Но к этим воспоминаниям примешивалось какое-то тревожное чувство, ощущение чего-то пугающе знакомого. Что это было? Обычно я сидел на камне лицом к югу. Справа, разрезая темные хвойные леса, пролегла светлая полоса березняка. Нескончаемой лентой тянулась она с севера на юг. Вот этот геометрически правильный коридор березняка и не давал мне покоя. Откуда он здесь, в восемнадцатом веке? Мог ли он образоваться естественным путем? И сегодня у меня вспыхнула одна догадка. Одна, как показалось сначала, вздорная мысль.
Решив проверить ее, спустился по правому склону горы — более крутому и обрывистому. Вошел в широкий березовый коридор. Здесь было больше солнца, чем в глухом ельнике. Высокие и гладкие стволы берез светились, как свечи. Я опустился на колени. Подминая траву, продвигался вперед и ощупывал землю, пока не натолкнулся на… железобетонную плиту! Такие квадратные плиты служили обычно фундаментом для металлических опор высоковольтной линии.
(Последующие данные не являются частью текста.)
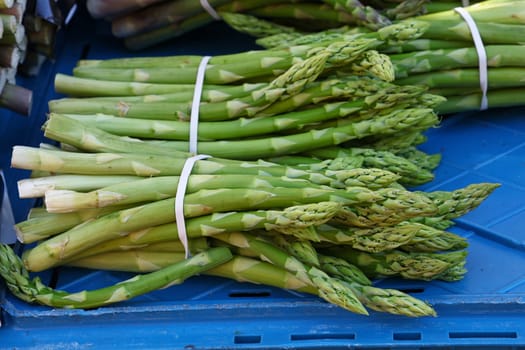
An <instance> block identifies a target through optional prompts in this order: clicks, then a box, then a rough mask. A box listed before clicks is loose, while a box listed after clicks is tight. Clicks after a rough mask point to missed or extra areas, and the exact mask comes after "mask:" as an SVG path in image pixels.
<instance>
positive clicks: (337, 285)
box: [215, 233, 368, 315]
mask: <svg viewBox="0 0 525 350" xmlns="http://www.w3.org/2000/svg"><path fill="white" fill-rule="evenodd" d="M215 237H216V238H218V239H220V240H222V241H225V242H227V243H230V244H233V245H234V246H237V247H240V248H248V247H249V248H250V249H253V250H255V251H256V252H257V253H258V254H260V255H261V257H262V258H263V259H266V260H270V261H271V262H272V263H273V264H275V265H277V266H278V267H281V268H285V269H286V270H287V271H289V272H290V273H292V274H294V275H295V276H296V277H298V278H299V279H300V280H301V281H303V282H304V283H307V284H310V285H313V286H315V287H316V288H317V289H318V290H319V296H320V297H321V298H323V299H325V300H326V301H328V302H330V303H333V304H335V305H339V306H341V307H342V308H344V309H346V310H349V311H352V312H355V313H358V314H364V315H367V314H368V312H367V311H366V309H365V308H364V307H363V305H362V304H361V303H360V302H359V300H357V298H356V297H355V295H354V294H353V292H352V291H351V290H350V289H348V288H347V287H345V286H344V285H343V284H341V282H339V281H338V280H336V279H333V278H331V277H330V276H328V275H327V274H326V273H324V272H323V271H321V270H319V269H317V268H315V267H310V266H307V265H305V264H303V263H301V262H300V261H299V260H297V259H295V258H294V257H292V256H290V255H288V254H286V253H285V252H284V251H282V250H280V249H279V248H277V247H275V246H274V245H272V244H269V243H268V242H265V241H263V240H261V239H259V238H256V237H252V236H250V235H248V234H240V233H237V234H220V235H217V236H215Z"/></svg>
Забыв о боли в ноге, вскочил и испуганно оглянулся. Я был потрясен не меньше, чем Робинзон Крузо, обнаруживший на своем необитаемом острове следы чужих ног.
Все еще сомневаясь, снова встал на колени и, ползая вокруг плиты, рвал траву и копал землю — то палкой, то просто руками. И нашел то, что искал: обломок ажурной мачты-опоры. Краска давно облупилась, оголенный металл покрылся толстым слоем шершавой ржавчины.
Да, теперь уже ясно — здесь когда-то, быть может, сотни лет назад, проходила высоковольтная линия. А на Урале в мое время таких линий было особенно много. Мне даже показалось…
Я сел на траву и, протянув глухо ноющую ногу, стал, не торопясь, поглаживать ее. Это занятие немного успокоило меня. Итак, мне показалась удивительно знакомой эта местность. По-моему, я был здесь с ребятами после окончания школы.
И вдруг ка экране моей памяти ярко вспыхнул тот солнечный июньский день. С рюкзаком за спиной я шагал вместе с ребятами по тропинке, протоптанной туристами и грибниками. Да, отлично помню: мы шли по этой широкой просеке. Только вместо берез упругим ковром расстилалась трава, а по бокам высились медноствольные сосны. По густо-синему небу медленно плыли тугие белобокие облака. Над головой, запутавшись в толстых витых проводах, свистел ветер. Через каждые двести метров нас встречали, поблескивая серебристой краской, празднично, почти феерично красивые решетчатые опоры высоковольтной.
Немного южнее, как мне помнится, просеку пересекала шоссейная дорога. Прихрамывая, я пошел туда и вскоре увидел то, что осталось от дороги, — прямую полосу колючего кустарника. Я долго копал палкой под корнями одного куста, пока не наткнулся на слой гравия. Выковырнул даже чудом сохранившийся кусок асфальта.